Suburban communities' rejection of video gambling at local bars has taken a nearly $1.7 billion bite out of the state's $31 billion construction plan and may have opened the door for putting the machines at Arlington Park.
Associated Press file
SPRINGFIELD - Suburban communities' rejection of video gambling at local bars has taken a nearly $1.7 billion bite out of the state's $31 billion construction plan and may have opened the door for putting the machines at Arlington Park.
A recent state economic report pegged at $177 million the potential annual losses from communities voting to ban video gambling, a key funding source for the massive public works program lawmakers and Gov. Pat Quinn approved last year. That $177 million a year would pay off nearly $1.7 billion in construction financing. The state borrows the money for the construction projects and pays it back over two decades. Video gambling provides a stream of cash to pay off that borrowing.
Enter video gambling at horse tracks.
Supporters say the video casinos at the state's tracks could provide upward of $300 million annually, enough to pay off $3 billion worth of borrowing. Plus, there might be as much as $400 million upfront from the tracks buying the rights to have video gambling machines.

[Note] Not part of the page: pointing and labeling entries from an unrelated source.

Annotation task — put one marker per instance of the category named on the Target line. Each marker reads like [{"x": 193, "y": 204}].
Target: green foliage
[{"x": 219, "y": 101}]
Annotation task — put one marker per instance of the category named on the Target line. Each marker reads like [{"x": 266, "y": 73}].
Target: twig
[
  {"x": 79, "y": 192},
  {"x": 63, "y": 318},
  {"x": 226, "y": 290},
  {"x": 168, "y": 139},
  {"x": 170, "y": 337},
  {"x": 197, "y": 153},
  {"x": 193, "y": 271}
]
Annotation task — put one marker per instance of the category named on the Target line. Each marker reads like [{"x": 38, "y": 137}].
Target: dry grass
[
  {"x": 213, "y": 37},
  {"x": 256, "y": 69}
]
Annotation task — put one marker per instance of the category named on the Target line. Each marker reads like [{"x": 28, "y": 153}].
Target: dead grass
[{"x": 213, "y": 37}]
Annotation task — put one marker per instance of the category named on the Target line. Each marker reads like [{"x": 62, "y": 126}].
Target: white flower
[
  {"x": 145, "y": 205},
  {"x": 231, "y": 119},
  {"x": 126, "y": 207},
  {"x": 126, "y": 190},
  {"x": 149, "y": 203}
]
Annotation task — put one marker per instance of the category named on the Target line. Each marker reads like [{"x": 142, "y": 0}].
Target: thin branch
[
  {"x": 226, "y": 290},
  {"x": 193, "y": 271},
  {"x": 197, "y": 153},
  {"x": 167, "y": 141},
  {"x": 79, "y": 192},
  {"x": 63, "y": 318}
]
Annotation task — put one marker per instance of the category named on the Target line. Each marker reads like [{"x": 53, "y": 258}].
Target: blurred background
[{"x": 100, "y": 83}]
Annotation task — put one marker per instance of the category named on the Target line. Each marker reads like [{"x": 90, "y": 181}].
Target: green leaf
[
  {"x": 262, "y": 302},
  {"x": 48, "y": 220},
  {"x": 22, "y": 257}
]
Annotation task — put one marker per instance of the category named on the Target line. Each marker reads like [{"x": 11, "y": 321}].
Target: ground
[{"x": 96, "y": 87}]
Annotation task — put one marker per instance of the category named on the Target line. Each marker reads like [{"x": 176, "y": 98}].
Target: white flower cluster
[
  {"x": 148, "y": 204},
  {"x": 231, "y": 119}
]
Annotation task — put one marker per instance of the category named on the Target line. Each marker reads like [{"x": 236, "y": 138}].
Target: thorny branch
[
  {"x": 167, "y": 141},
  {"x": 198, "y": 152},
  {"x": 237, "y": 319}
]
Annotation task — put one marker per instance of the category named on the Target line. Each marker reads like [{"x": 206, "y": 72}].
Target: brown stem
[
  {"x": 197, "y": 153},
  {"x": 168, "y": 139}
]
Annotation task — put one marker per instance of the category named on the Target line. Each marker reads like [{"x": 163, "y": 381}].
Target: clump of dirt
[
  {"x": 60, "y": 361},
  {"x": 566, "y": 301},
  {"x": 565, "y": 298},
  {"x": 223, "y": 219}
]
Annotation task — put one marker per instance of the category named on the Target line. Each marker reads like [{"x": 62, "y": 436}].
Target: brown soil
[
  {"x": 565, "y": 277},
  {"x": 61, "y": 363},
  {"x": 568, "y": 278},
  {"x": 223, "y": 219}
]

"This is really about jobs," said Barrington Hills Republican state Rep. Mark Beaubien, one of the key negotiators working on the legislation.
As proposed, Arlington Park and other Chicago-area tracks would get up to 1,200 video gambling positions apiece. Downstate tracks would get 900 each.
In addition to the construction plan, the video casinos would finance track improvements and increase race prizes, which in turn are expected to bring better competition to Illinois horse tracks and spur investment in the industry.
Supporters are gearing up for a final push in the waning days of the spring legislative session, hoping to get a vote before the scheduled May 7 adjournment. The tracks and various horse racing interests have struck a deal, but it has yet to be tested by lawmakers and has prompted opposition from the riverboat casino industry, which fears its business will suffer and warns state riverboat casino taxes could too.
So far, local officials have opposed the idea because it gives them no say. The state deal would put the gambling machines at Arlington Park whether the village board wants them or not. Village President Arlene Mulder and other village officials, who've traditionally opposed slot machines at the track, have complained that their local authority should be respected.
The village, however, would get 5 percent of the video casino's take. And the lawmakers pushing the deal said they're pre-empting Arlington Heights and other host communities because the construction program is a statewide program.
Essentially lawmakers don't want to have the success of a massive statewide construction program hinge on the whims of the Arlington Heights board. The state's take from video gambling at bars is in such a state of uncertainty because local communities have taken advantage of the local opt-out provisions.